Cholera is endemic and seasonal in Nigeria, where only 14% of the population of more than 200 million have access to safely managed drinking water supply services, according to government data from 2020, which also shows that open defecation is still practiced by at least 30% of residents in 14 states
Nigeria also continues to see regular outbreaks of yellow fever, Lassa fever, measles and other infectious diseases.
“We must remain conscious that these multiple outbreaks can further strain our health system,” outgoing Nigeria CDC director-general Chikwe Ihekweazu told The Associated Press.
But he and other officials say the experience from those health crises has helped Nigeria prepare for the worst. “Prior investment in diagnostic capacity, case management, electronic surveillance systems, event-based surveillance, risk communication, logistic management systems and national/subnational workforce development have paid off significantly during COVID-19 pandemic,” he said.
That has not contained cholera, however, and in some states, authorities have said COVID-19 has taken center stage.

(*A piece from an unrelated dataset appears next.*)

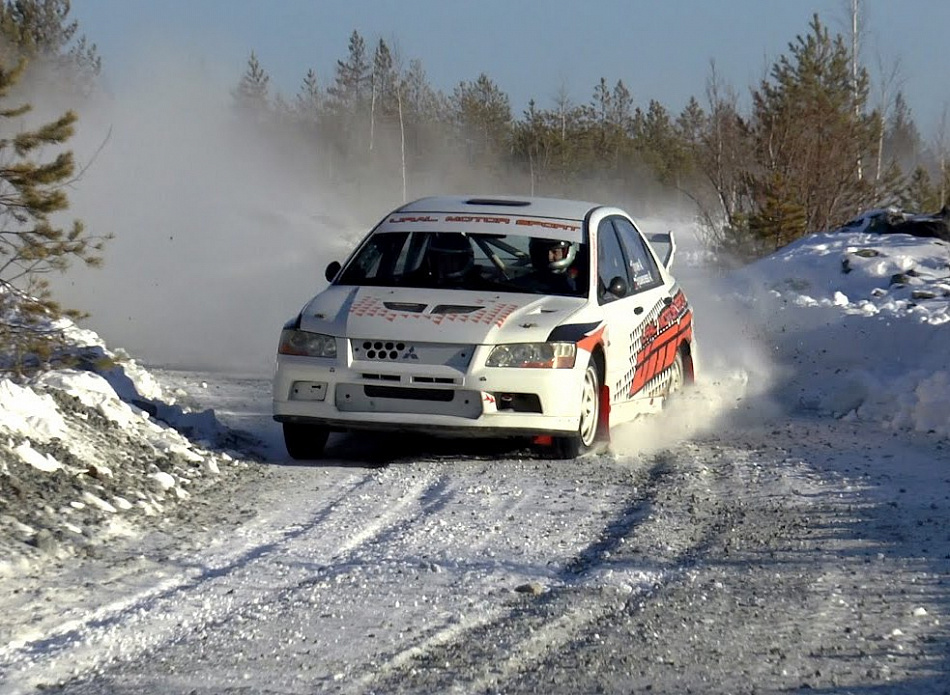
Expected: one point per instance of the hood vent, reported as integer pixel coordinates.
(405, 306)
(455, 309)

In Kogi State, which has Nigeria’s second-highest cholera case fatality rate at 24.5%, top health official Saka Haruna told the AP the rate is high because of the difficulty in accessing care in hard-to-reach areas.
Even in the capital, finding care has been challenging. Ese Umukoro said she had a “very difficult” experience when her brother, Samson, had cholera and was rejected at three hospitals before being admitted at the fourth. She asked the government to “try their best to at least give us good water to avoid that kind of sickness.”
Sokoto State has Nigeria’s fourth-highest count of suspected cholera cases, and its health commissioner told the AP that 22 of the 23 Local Government Areas have been hit by the outbreak.
“What is driving the infections is lack of good sanitary conditions in our villages and open defecation, aggravated by heavy rainfall,” said Ali Inname.
It’s a common problem. Government data from a study supported by UNICEF found access to safely managed sanitation services at just 21% nationwide.
Engineer Michael Oludare, an Oyo-based water scientist, said it is “very important” for authorities to provide basic water and sanitation. He said the poor, women, children and internally displaced people are among “those that will have problems when it comes to cholera.”
Moreover, Nigeria still grapples with the challenge of inadequate vaccines and trained manpower to cover all Local Government Areas where the cholera outbreak has been recorded.